The action-packed second trailer for "Star Wars: The Force Awakens" showed spacecraft dogfights and a chase involving the Millennium Falcon before concluding with the unmistakable voice of Harrison Ford as Solo.
"Chewie, we're home," Solo says to his Wookiee friend, who offers a signature roar in reply before the trailer closes with a shot of the famous yellow-on-black "Star Wars" logo.
The teaser was premiered at the opening of the four-day Star Wars Celebration convention in Anaheim, outside Los Angeles, sending around 40,000 fans who had flocked to the event -- many wielding light sabers and wearing full "Star Wars" costumes -- into raptures.
The hashtag #Chewiewerehome was rapidly adopted by fans on Twitter while #StarWars was soon a top trending subject on the social media site as anticipation for the movie, due out on December 18, went into overdrive.
Many fans spoke about tears of joy after the trailer's soaring finale featuring Han Solo and Chewbacca, central characters of the beloved first trilogy of "Star Wars" films made by George Lucas between 1977 and 1983.

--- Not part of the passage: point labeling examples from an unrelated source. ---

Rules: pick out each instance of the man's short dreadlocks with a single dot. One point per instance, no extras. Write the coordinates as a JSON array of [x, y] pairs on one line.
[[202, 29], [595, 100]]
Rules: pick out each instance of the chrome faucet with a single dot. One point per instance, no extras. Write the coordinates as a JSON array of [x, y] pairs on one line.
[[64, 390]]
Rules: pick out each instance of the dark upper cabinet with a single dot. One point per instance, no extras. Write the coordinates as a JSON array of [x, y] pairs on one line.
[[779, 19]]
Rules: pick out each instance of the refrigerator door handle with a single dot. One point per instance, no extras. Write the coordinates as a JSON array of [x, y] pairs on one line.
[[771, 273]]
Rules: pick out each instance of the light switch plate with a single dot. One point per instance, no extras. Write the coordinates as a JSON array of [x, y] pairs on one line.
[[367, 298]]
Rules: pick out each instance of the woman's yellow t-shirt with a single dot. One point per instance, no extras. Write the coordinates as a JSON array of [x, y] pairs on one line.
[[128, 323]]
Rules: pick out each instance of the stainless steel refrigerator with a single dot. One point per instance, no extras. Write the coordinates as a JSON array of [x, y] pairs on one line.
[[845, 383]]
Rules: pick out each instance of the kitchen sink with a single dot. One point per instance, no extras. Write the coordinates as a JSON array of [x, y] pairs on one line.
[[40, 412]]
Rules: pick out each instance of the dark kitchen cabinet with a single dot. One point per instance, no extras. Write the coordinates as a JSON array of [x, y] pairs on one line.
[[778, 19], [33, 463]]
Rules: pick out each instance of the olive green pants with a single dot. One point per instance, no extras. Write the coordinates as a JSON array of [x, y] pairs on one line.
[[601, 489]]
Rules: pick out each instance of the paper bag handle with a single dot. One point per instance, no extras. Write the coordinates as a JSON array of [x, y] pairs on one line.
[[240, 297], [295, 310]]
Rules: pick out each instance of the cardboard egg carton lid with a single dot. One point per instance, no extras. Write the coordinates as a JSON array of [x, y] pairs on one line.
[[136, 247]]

"I'm 41 years old and I cried at the end!" tweeted one fan, sentiments echoed by many after the trailer's release.
"The Star Wars trailer literally had me in tears and cheering," US sitcom actor Lucas Neff added on Twitter.

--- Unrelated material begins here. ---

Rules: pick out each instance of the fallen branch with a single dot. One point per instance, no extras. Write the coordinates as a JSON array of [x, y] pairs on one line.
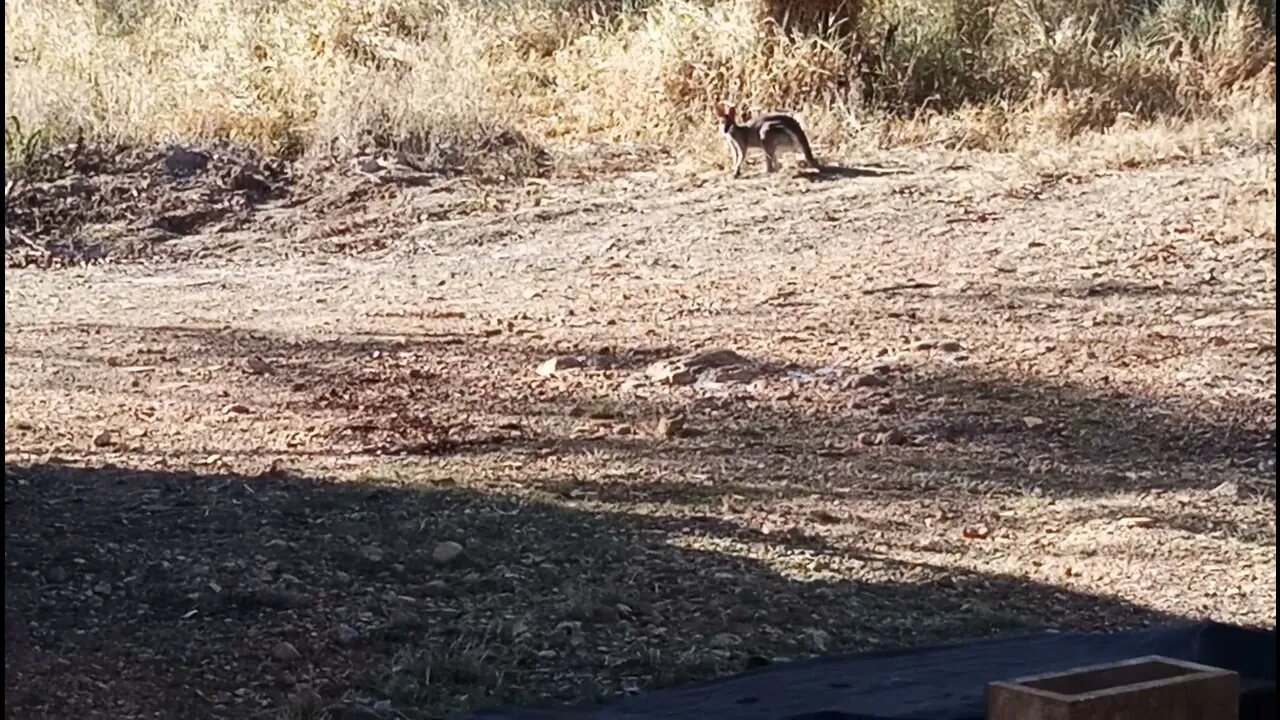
[[897, 287]]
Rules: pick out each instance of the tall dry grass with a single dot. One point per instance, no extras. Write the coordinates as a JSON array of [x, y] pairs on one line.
[[466, 82]]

In another scene, played out against the familiar soundtrack used in the first films, Solo's spaceship the Millennium Falcon is seen being chased inside the cavernous exhaust pipe of a stricken Imperial Star Destroyer.
The trailer also featured a voiceover by actor Mark Hamill, who returns as Luke Skywalker.
"Star Wars" has attracted generations of loyal fans ever since the first film arrived nearly 40 years ago, creating a signature moment in the history of popular culture and launching one of the biggest movie franchises ever.
After a second trilogy of prequel films wrapped in 2005, the movie franchise had lain dormant until Disney shelled out $4 billion to buy creator Lucas's Lucasfilm in October 2012.
Disney soon announced plans for three new films in the series, with acclaimed Hollywood director J.J. Abrams being entrusted with the reboot.
Filming began in Britain in May last year on "The Force Awakens," or Episode VII.
Abrams told a panel discussion that the new film would seek to recreate the realism of the original films by placing less emphasis on computer-generated special effects.
"We needed a standard that felt real. You want it to be legitimate, authentic. So building as much (of the sets) as we could was the mandate," said Abrams of the production, which was partly filmed on location in Abu Dhabi.
"Star Wars is as much a Western as a fairytale and one of the things that you want and expect to see are beautiful John Ford landscapes and shooting in Abu Dhabi provided just that," he said.
The 48-year-old director, who has also successfully rebooted another science fiction franchise for the big screen with two "Star Trek" films, revealed he had initially been lukewarm when approached to oversee the return of "Star Wars."
But eventually, he said, he decided "it was impossible to say no."
Abrams admitted he was occasionally daunted by the pressure of delivering a film that would satisfy the expectations of millions of fans across the globe.
"But while there are moments of horror, the reality is I've never had more fun in my life working on anything and the opportunity far outweighs the risk," he said.
"I can't wait for you to see the movie."